Eric van Cutsem, one of the study‘s lead authors, explained that “KRAS is the first molecular marker for the selection of a targeted therapy in combination with a standard chemotherapy regimen in first-line mCRC. Patients with KRAS wild-type tumors have a strong benefit from the combination of cetuximab and FOLFIRI [leucovorin, fluorouracil and irinotecan]. Cetuximab in combination with a standard first-line treatment for patients with mCRC is an important new option in patients with KRAS wild-type tumors.”
The investigators isolated genomic DNA from the available archival tumor samples that came from 540 of the total 1198 patients who were involved in the study to re-evaluate the clinical responses based on KRAS expression (either wild-type or mutant) in the tumor. The tumor samples were tested for the common mutation found in the KRAS gene at codon 12/13. This mutation was detected in 192 samples with a 36% frequency, which was similar to the frequency found in other studies. Progression-free survival and overall objective responses were highest in patients with tumors expressing normal KRAS and receiving a combination of cetuximab plus FOLFIRI therapy.
The data from the study have helped to clarify the biology of tumors expressing KRAS mutations and have also helped to advance the use of cetuximab as the first-line treatment of mCRC with normal KRAS expression.
The findings of this study have also been corroborated with information from another three randomized, controlled studies.
The implications of the findings are immense for clinical practice and the potential for personalizing anticancer therapy.
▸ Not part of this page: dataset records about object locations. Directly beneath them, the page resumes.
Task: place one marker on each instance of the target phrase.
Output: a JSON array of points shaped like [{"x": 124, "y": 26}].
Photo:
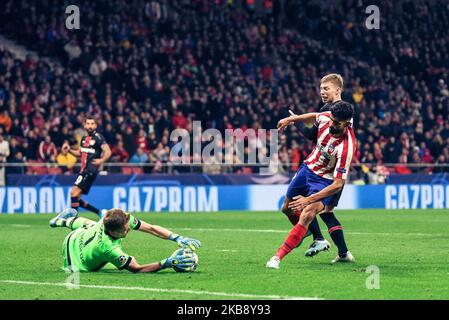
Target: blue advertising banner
[{"x": 157, "y": 198}]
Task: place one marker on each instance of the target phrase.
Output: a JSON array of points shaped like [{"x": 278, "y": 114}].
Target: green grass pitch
[{"x": 409, "y": 247}]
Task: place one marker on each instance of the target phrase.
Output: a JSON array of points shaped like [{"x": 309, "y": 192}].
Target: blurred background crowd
[{"x": 145, "y": 68}]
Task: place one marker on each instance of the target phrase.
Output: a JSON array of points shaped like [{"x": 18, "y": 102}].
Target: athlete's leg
[
  {"x": 299, "y": 230},
  {"x": 335, "y": 229},
  {"x": 75, "y": 196}
]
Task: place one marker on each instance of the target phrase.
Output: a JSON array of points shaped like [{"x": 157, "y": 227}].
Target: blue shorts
[{"x": 305, "y": 183}]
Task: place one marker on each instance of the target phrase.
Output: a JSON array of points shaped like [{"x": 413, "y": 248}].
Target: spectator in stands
[
  {"x": 139, "y": 157},
  {"x": 4, "y": 154},
  {"x": 66, "y": 161},
  {"x": 47, "y": 150}
]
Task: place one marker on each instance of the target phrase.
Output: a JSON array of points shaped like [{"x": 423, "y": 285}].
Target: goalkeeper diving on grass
[{"x": 91, "y": 245}]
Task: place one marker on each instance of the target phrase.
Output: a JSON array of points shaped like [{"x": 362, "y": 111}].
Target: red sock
[
  {"x": 294, "y": 238},
  {"x": 294, "y": 217}
]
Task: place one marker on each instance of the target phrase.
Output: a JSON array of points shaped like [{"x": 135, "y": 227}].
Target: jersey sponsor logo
[
  {"x": 122, "y": 259},
  {"x": 324, "y": 153},
  {"x": 87, "y": 150}
]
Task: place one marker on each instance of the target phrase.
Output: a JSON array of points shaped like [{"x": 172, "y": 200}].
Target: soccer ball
[{"x": 184, "y": 251}]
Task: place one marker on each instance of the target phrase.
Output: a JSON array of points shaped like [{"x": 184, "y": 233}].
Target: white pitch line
[
  {"x": 15, "y": 225},
  {"x": 160, "y": 290},
  {"x": 286, "y": 231}
]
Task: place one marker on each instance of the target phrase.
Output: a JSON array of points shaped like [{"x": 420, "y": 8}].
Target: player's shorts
[
  {"x": 305, "y": 183},
  {"x": 85, "y": 180}
]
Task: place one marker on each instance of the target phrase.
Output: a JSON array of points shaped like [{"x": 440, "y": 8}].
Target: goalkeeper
[{"x": 91, "y": 245}]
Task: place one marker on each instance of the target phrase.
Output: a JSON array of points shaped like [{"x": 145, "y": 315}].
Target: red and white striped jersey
[{"x": 331, "y": 157}]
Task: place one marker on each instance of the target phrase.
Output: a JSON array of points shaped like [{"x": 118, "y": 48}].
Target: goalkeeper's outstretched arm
[
  {"x": 164, "y": 233},
  {"x": 135, "y": 267}
]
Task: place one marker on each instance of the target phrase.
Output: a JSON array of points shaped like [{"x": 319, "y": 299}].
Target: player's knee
[
  {"x": 285, "y": 209},
  {"x": 307, "y": 216}
]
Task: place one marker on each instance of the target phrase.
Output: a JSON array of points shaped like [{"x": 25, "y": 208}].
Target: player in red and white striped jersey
[
  {"x": 332, "y": 154},
  {"x": 321, "y": 175}
]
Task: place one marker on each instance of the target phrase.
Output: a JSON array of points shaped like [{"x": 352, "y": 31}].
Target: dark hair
[
  {"x": 90, "y": 117},
  {"x": 115, "y": 219},
  {"x": 342, "y": 111}
]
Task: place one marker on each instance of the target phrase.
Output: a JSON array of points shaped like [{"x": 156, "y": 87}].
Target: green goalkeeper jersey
[{"x": 89, "y": 248}]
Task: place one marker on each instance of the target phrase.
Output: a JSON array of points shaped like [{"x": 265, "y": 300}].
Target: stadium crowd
[{"x": 145, "y": 68}]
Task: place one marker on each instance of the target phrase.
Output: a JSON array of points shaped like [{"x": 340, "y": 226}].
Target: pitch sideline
[{"x": 160, "y": 290}]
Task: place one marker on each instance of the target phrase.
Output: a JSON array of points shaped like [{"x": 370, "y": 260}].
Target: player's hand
[
  {"x": 184, "y": 242},
  {"x": 299, "y": 203},
  {"x": 181, "y": 261},
  {"x": 97, "y": 162},
  {"x": 283, "y": 123},
  {"x": 65, "y": 147}
]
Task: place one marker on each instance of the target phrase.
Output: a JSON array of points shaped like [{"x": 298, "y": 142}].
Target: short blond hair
[
  {"x": 115, "y": 220},
  {"x": 334, "y": 78}
]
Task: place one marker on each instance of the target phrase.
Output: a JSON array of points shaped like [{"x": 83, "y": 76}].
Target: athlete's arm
[
  {"x": 308, "y": 118},
  {"x": 181, "y": 260},
  {"x": 106, "y": 155},
  {"x": 74, "y": 152},
  {"x": 154, "y": 230},
  {"x": 163, "y": 233},
  {"x": 135, "y": 267}
]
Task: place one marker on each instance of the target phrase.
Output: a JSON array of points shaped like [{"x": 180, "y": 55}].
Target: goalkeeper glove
[
  {"x": 179, "y": 260},
  {"x": 184, "y": 242}
]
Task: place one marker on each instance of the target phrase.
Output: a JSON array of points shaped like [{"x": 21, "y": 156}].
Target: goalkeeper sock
[
  {"x": 336, "y": 232},
  {"x": 294, "y": 238},
  {"x": 75, "y": 202},
  {"x": 87, "y": 206}
]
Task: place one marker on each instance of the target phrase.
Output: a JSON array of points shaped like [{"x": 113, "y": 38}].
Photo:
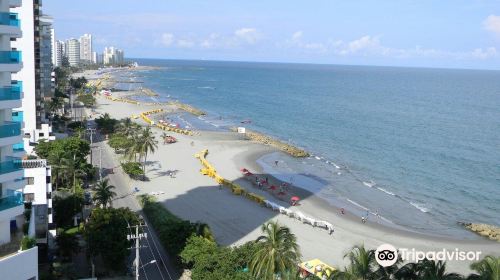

But the researchers stress that the current chemotherapy regimens must remain active in treating this disease, and this information must be conveyed to patients with tumors containing KRAS mutations.
Source: van Cutsem E, Lang I, D‘haens G et al.: KRAS status and efficacy in the first-line treatment of patients wi th metastatic colorectal cancer (mCRC) treated with FOLFIRI with or without cetuximab: the CRYSTAL experience. J. Clin. Oncol. 26(Suppl.), Abstract 2 (2008).